Paper 1 addresses a fundamental challenge in AI safety (reward hacking) by introducing a novel mechanistic framework to detect misalignment precursors before they manifest. This contributes deeply to RL and alignment theory. Paper 2 provides highly practical but empirically transient prompt-engineering insights that may become obsolete as base models improve, giving Paper 1 a higher long-term scientific impact.
Paper 1 offers a clearly novel, experimentally grounded contribution with quantified effects, strong controls (information-matched prose, schema complexity gradient), multiple models/benchmarks, and mechanistic ablations (delayed-structure) that yield actionable guidance (“think then format”). Its findings generalize beyond a single domain to LLM evaluation, prompting, and structured-output system design, making it timely and broadly impactful. Paper 2 is a valuable conceptual framework for legal RAG, but appears less empirically validated and its impact is more domain-specific and dependent on future engineering instantiations.

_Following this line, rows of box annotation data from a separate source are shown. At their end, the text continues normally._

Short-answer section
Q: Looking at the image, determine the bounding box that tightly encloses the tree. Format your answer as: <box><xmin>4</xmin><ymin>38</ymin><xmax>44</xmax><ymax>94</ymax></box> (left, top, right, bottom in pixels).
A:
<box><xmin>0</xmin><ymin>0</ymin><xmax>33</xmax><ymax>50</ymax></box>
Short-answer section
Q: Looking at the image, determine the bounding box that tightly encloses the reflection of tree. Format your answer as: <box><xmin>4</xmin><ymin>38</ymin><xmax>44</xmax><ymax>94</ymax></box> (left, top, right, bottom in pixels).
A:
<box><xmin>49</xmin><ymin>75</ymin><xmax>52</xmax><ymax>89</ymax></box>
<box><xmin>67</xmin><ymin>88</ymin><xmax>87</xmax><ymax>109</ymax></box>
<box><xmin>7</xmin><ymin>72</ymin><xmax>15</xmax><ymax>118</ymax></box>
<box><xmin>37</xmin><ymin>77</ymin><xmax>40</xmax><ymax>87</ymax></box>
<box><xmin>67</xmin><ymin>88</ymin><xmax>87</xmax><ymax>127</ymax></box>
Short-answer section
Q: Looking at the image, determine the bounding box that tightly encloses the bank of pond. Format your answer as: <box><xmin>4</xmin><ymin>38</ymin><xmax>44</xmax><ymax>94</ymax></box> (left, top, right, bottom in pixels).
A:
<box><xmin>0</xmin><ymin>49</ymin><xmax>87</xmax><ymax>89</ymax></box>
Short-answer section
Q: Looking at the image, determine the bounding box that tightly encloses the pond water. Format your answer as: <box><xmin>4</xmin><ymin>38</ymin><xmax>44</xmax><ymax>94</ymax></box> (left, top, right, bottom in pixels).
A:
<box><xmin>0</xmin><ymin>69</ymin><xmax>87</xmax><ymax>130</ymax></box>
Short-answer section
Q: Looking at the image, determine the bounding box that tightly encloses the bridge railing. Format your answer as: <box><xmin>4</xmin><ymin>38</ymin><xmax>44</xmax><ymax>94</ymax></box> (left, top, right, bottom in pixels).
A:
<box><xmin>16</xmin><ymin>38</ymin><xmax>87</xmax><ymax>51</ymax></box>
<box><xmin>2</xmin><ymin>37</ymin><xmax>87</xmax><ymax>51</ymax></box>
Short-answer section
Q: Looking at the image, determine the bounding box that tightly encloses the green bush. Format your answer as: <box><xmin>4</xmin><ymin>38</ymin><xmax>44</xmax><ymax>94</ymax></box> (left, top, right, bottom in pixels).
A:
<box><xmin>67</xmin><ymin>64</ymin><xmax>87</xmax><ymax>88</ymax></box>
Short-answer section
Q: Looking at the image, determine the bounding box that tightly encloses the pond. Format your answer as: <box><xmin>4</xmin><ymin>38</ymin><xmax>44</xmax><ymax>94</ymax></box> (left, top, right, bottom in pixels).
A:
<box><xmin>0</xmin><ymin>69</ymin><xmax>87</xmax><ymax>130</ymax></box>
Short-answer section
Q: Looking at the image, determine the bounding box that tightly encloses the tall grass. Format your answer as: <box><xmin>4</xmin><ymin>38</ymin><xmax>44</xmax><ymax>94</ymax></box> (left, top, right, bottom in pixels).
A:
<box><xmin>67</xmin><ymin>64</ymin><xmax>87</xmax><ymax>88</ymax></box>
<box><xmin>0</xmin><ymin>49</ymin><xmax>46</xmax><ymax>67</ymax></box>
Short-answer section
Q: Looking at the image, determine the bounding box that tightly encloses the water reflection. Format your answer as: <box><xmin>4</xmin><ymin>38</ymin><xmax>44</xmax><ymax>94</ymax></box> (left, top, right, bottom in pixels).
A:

Paper 2 addresses a fundamental and pervasive issue in large language models: the degradation of reasoning under structured formatting constraints. Its findings challenge existing assumptions about the 'reasoning tax' and offer a broadly applicable, model-agnostic mechanism (capacity competition) and practical solution ('think first, format later'). While Paper 1 is highly valuable for clinical informatics, Paper 2's insights have a much broader potential impact across the entire AI and NLP community, affecting almost all applications that rely on structured LLM outputs.
Paper 1 introduces a novel conceptual framework (Selective Abstraction) that addresses a major open problem in LLMs—factual hallucinations in long-form generation. By moving beyond binary abstention to granular abstraction (trading specificity for reliability), it offers a highly innovative methodology with broad real-world applicability for high-risk domains. While Paper 2 provides valuable empirical insights into structured output failures, Paper 1 proposes a more profound architectural approach to uncertainty mitigation that could fundamentally shift how reliable generation is evaluated and deployed.
Paper 1 addresses a fundamental and timely question about structured output in LLMs, offering a rigorous methodological framework (information-matched controls, complexity gradients, multiple models/benchmarks) that yields actionable insights for the rapidly growing field of AI engineering. Its 'capacity-dependent' framing reframes a widely-held assumption and provides practical guidance (think first, format later) applicable across many LLM deployment scenarios. Paper 2 makes a solid contribution to brain decoding via data augmentation, but addresses a narrower audience and builds more incrementally on existing encoding models. Paper 1's breadth of impact across AI/ML practice is greater.